People use PLCs over MCUs the same reason people will use an Arduino and shields over a bare ATMEL MCU and peripherals. The Arduino development platform is more convenient, flexible, and allows rapid development. They may cost more, but it's worth it in the right setting. You COULD use the bare MCU, and integrate only what you needed for your application, and save money. However, it's still not worth doing if time is highly valuable, like it is in industry.

Also, although I've never programmed a PLC, I'm under the impression that PLC software allows multiple engineers to create time-sensitive programs without "stepping on each others shoes". It might be more restrictive overall, but it's not really a problem, and yet it satisfies a must-have requirement. That is, the requirement to be super easy to develop on, to get stuff done ASAP.

If you tried designing a box that had all the benefits of a PLC, but with a MCU, you'd end up exactly where the other PLC manufacturers are.
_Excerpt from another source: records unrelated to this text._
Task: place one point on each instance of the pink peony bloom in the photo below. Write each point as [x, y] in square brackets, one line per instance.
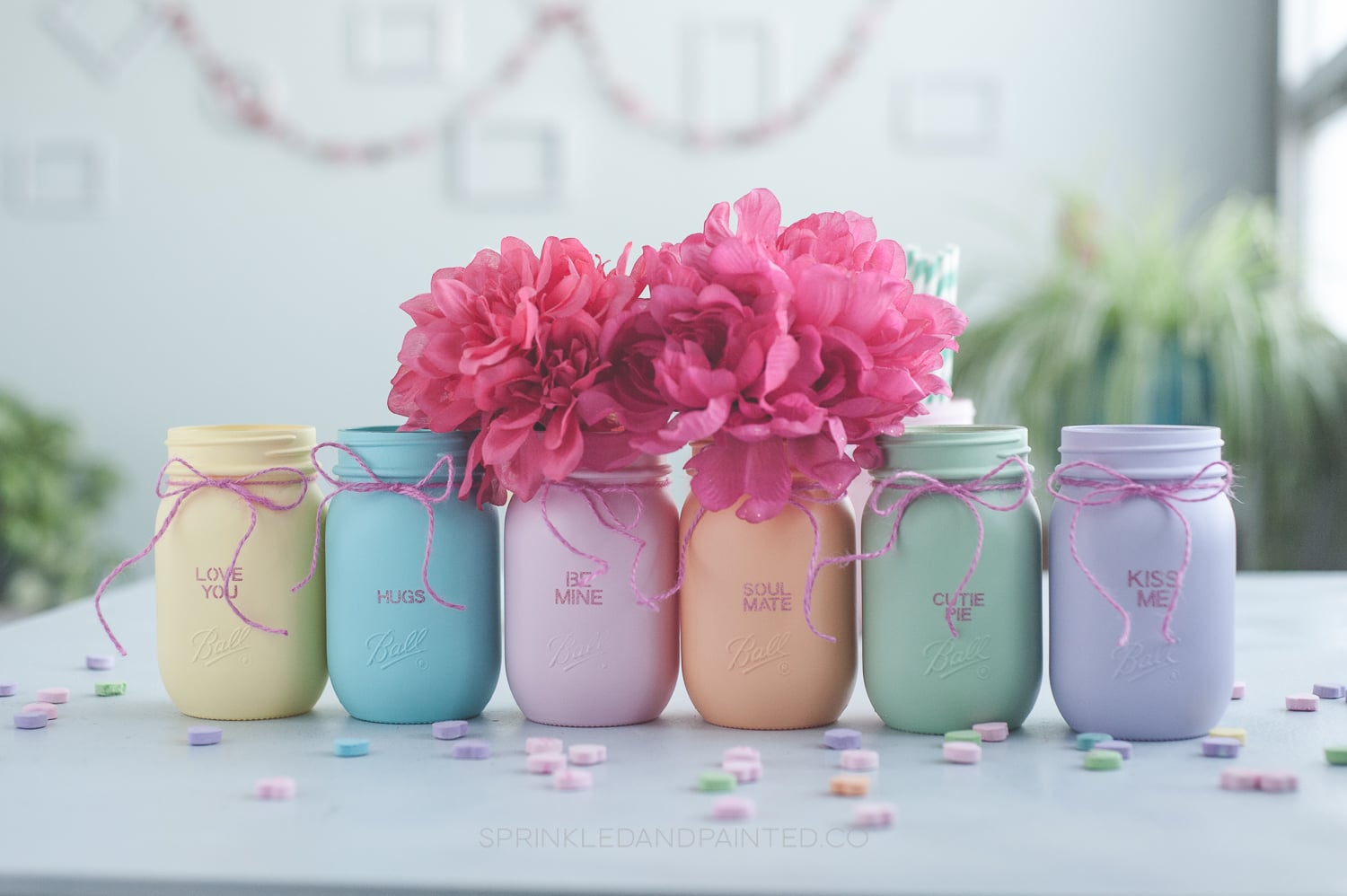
[506, 347]
[779, 347]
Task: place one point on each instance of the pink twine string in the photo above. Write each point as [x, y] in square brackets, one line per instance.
[797, 502]
[180, 492]
[916, 486]
[597, 499]
[1120, 488]
[415, 491]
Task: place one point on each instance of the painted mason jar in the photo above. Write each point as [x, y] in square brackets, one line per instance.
[234, 643]
[401, 546]
[1141, 546]
[590, 611]
[749, 656]
[953, 584]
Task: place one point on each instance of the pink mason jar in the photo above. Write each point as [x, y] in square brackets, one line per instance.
[590, 616]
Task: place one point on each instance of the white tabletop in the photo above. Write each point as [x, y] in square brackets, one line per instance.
[110, 799]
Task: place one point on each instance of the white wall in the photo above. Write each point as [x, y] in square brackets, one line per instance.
[161, 266]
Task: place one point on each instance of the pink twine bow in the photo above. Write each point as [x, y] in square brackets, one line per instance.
[1120, 488]
[418, 492]
[807, 602]
[969, 494]
[237, 486]
[597, 497]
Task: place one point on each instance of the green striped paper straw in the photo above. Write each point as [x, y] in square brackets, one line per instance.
[937, 275]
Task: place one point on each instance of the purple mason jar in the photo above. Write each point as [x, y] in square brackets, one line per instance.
[1141, 562]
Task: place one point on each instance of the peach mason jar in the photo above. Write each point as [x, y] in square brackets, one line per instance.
[749, 658]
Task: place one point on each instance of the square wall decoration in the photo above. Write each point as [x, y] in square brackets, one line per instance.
[732, 70]
[101, 37]
[58, 177]
[955, 112]
[404, 42]
[506, 163]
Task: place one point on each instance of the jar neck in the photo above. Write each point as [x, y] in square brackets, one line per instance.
[403, 456]
[1141, 452]
[240, 451]
[636, 475]
[956, 452]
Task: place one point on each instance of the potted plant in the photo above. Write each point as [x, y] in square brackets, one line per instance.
[1144, 323]
[50, 499]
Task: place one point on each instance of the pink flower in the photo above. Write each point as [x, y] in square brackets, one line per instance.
[780, 347]
[506, 347]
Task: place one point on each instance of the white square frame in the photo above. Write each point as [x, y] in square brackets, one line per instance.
[469, 148]
[32, 166]
[368, 27]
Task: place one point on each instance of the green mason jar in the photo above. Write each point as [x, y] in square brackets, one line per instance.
[953, 580]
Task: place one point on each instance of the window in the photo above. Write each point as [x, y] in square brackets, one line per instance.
[1312, 180]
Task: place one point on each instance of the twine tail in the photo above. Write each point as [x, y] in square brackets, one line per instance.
[813, 570]
[1183, 570]
[430, 540]
[129, 561]
[229, 575]
[601, 567]
[1098, 586]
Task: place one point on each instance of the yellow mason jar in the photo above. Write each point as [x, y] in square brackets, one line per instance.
[245, 491]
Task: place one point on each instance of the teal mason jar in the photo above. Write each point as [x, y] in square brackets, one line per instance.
[951, 634]
[396, 654]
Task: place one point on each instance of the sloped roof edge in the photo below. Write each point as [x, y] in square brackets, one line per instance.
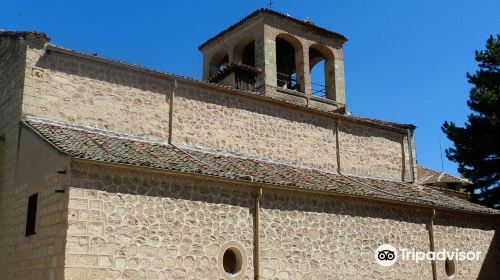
[275, 13]
[108, 147]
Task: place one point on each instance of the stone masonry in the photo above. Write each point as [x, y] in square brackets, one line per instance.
[149, 208]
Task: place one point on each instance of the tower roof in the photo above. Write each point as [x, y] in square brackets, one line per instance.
[264, 11]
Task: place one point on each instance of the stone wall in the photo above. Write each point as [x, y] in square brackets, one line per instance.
[468, 233]
[125, 225]
[39, 170]
[317, 237]
[235, 123]
[12, 67]
[84, 92]
[131, 225]
[372, 152]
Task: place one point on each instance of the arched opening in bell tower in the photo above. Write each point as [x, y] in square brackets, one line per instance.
[321, 63]
[287, 48]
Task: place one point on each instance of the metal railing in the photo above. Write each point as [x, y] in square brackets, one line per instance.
[286, 81]
[318, 90]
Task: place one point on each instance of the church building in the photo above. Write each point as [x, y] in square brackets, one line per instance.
[110, 170]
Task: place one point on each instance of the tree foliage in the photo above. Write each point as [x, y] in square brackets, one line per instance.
[477, 144]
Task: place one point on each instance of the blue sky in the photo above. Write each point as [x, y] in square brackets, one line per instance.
[405, 61]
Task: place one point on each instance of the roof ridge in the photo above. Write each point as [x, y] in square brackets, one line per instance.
[271, 12]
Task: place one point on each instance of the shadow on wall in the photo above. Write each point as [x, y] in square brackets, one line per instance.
[112, 74]
[253, 105]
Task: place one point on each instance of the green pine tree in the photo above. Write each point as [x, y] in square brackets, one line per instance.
[477, 144]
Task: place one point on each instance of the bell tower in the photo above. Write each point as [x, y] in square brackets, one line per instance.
[273, 54]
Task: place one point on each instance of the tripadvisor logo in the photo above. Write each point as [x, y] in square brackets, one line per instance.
[387, 255]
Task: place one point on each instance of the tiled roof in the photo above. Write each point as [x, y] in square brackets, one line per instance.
[98, 145]
[7, 33]
[427, 176]
[306, 23]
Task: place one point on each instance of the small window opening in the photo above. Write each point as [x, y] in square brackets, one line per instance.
[449, 267]
[232, 261]
[223, 63]
[318, 73]
[31, 215]
[249, 54]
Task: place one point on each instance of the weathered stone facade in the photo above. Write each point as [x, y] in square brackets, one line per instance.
[131, 225]
[103, 217]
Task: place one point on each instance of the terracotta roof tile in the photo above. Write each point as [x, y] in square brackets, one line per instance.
[430, 176]
[306, 23]
[93, 144]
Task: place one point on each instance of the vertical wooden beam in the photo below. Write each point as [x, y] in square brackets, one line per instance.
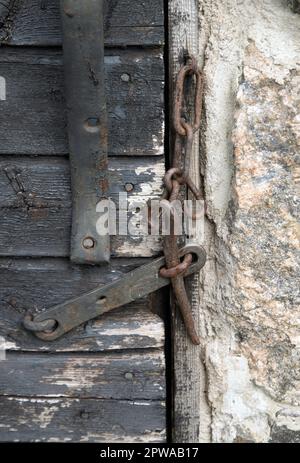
[83, 43]
[183, 35]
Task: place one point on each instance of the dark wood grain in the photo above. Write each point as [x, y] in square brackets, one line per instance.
[33, 119]
[127, 376]
[127, 23]
[81, 420]
[35, 204]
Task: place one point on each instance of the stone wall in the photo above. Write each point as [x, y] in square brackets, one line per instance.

A MCU with an "expensive box around it". A PLC.

Are PLCs elegant? Perhaps not, but they conform to the needs of the real world. Not the other way around.
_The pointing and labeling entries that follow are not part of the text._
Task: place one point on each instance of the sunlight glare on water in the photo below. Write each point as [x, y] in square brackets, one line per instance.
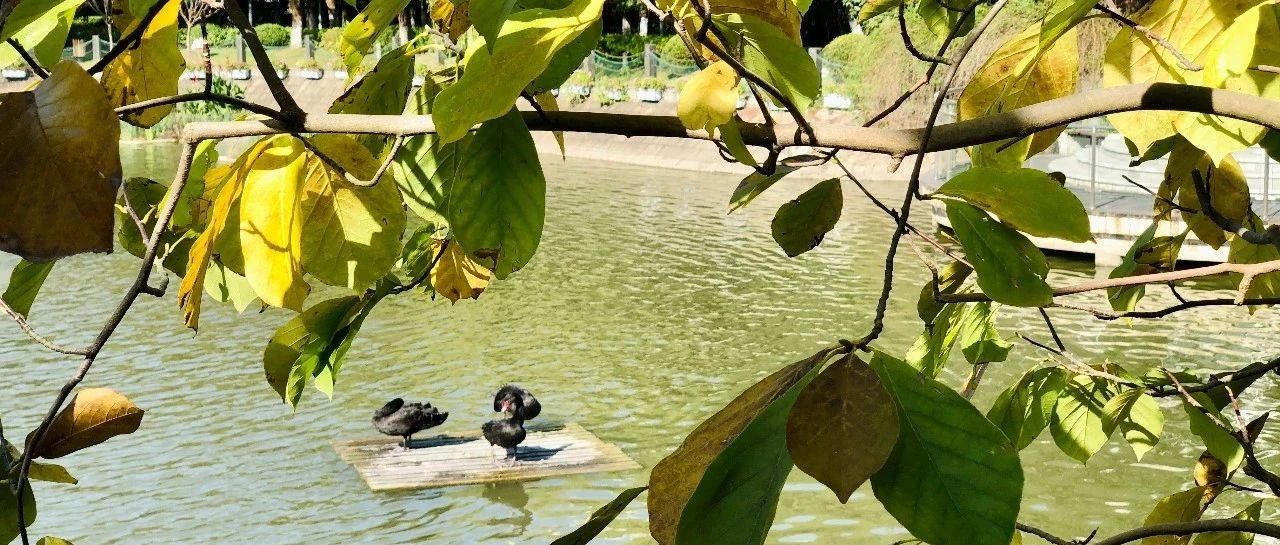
[647, 308]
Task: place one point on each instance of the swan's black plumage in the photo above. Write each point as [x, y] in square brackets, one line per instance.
[520, 406]
[512, 393]
[405, 420]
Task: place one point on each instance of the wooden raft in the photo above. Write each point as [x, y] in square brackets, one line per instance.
[449, 461]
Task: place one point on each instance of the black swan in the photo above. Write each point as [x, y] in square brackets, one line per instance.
[405, 420]
[510, 433]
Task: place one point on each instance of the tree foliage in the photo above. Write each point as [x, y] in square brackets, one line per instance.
[440, 191]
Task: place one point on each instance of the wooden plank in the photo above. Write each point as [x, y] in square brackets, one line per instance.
[469, 459]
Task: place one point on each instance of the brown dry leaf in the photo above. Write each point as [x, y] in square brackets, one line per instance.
[842, 426]
[92, 416]
[457, 275]
[673, 480]
[59, 168]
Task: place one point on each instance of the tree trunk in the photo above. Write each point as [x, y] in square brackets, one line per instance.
[296, 32]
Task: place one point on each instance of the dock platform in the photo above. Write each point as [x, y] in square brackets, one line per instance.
[451, 461]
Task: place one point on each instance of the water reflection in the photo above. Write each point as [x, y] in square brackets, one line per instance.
[645, 310]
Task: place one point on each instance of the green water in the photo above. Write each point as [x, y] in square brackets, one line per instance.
[645, 310]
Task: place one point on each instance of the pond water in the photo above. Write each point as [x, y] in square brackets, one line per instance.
[645, 310]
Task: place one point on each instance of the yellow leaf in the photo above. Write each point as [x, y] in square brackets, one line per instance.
[1019, 74]
[709, 99]
[92, 416]
[59, 168]
[350, 233]
[457, 275]
[150, 69]
[270, 224]
[1189, 26]
[1253, 39]
[223, 186]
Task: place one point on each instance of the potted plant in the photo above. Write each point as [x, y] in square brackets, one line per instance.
[611, 91]
[309, 69]
[16, 72]
[238, 71]
[579, 85]
[649, 90]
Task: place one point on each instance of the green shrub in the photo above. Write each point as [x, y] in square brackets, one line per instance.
[673, 50]
[631, 45]
[273, 35]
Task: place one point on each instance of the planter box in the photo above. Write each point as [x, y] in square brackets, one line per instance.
[571, 90]
[833, 101]
[648, 95]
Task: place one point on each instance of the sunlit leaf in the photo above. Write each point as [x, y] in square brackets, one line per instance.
[1010, 268]
[357, 37]
[1078, 422]
[952, 479]
[1180, 507]
[709, 99]
[497, 202]
[602, 517]
[24, 284]
[801, 223]
[842, 426]
[1027, 200]
[270, 224]
[59, 166]
[150, 69]
[458, 276]
[492, 81]
[92, 416]
[1024, 410]
[1137, 416]
[675, 479]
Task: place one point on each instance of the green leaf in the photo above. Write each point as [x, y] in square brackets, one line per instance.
[600, 518]
[497, 202]
[1027, 200]
[1024, 410]
[1127, 298]
[978, 338]
[776, 56]
[1219, 442]
[307, 344]
[673, 481]
[842, 426]
[24, 284]
[382, 91]
[9, 511]
[754, 184]
[1251, 513]
[950, 279]
[1010, 269]
[801, 224]
[492, 81]
[357, 37]
[1078, 426]
[425, 168]
[737, 495]
[1180, 507]
[1137, 416]
[952, 479]
[488, 17]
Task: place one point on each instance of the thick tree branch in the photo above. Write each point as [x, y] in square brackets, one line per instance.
[894, 142]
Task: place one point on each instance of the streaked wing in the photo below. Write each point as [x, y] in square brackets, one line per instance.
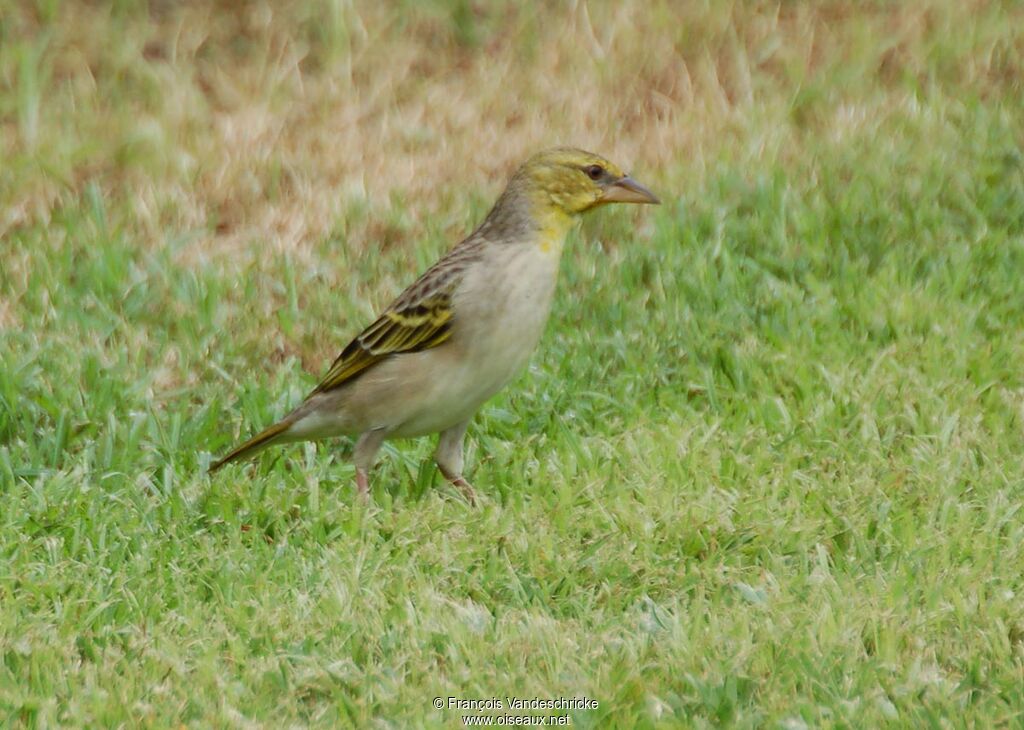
[418, 319]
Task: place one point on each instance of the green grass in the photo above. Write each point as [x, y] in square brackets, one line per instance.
[764, 470]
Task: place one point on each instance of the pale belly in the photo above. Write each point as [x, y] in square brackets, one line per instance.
[499, 321]
[498, 324]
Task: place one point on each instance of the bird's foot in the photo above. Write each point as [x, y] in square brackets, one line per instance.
[466, 488]
[363, 483]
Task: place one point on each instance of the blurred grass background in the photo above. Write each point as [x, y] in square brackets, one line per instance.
[765, 469]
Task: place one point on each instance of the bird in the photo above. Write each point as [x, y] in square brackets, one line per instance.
[463, 330]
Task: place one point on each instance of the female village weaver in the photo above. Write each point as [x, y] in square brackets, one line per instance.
[463, 330]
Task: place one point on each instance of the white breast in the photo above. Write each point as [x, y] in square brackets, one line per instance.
[501, 309]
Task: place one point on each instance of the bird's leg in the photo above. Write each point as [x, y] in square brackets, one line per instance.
[449, 459]
[364, 457]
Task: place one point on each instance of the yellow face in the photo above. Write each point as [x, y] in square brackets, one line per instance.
[574, 181]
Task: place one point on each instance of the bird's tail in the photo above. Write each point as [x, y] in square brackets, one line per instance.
[255, 444]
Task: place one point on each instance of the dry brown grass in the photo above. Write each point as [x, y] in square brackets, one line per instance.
[257, 126]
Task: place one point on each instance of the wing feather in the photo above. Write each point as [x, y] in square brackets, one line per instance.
[418, 319]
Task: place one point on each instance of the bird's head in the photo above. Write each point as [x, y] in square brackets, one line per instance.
[573, 181]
I found a good explanation on wikipedia: https://en.wikipedia.org/wiki/Programmable_logic_controller#PLC_compared_with_other_control_systems

Specifically, this section:
"PLCs are well adapted to a range of automation tasks. These are typically industrial processes in manufacturing where the cost of developing and maintaining the automation system is high relative to the total cost of the automation, and where changes to the system would be expected during its operational life. PLCs contain input and output devices compatible with industrial pilot devices and controls; little electrical design is required, and the design problem centers on expressing the desired sequence of operations. PLC applications are typically highly customized systems, so the cost of a packaged PLC is low compared to the cost of a specific custom-built controller design. On the other hand, in the case of mass-produced goods, customized control systems are economical. This is due to the lower cost of the components, which can be optimally chosen instead of a "generic" solution, and where the non-recurring engineering charges are spread over thousands or millions of units."

and

"A microcontroller-based design would be appropriate where hundreds or thousands of units will be produced and so the development cost (design of power supplies, input/output hardware, and necessary testing and certification) can be spread over many sales, and where the end-user would not need to alter the control. Automotive applications are an example; millions of units are built each year, and very few end-users alter the programming of these controllers. However, some specialty vehicles such as transit buses economically use PLCs instead of custom-designed controls, because the volumes are low and the development cost would be uneconomical."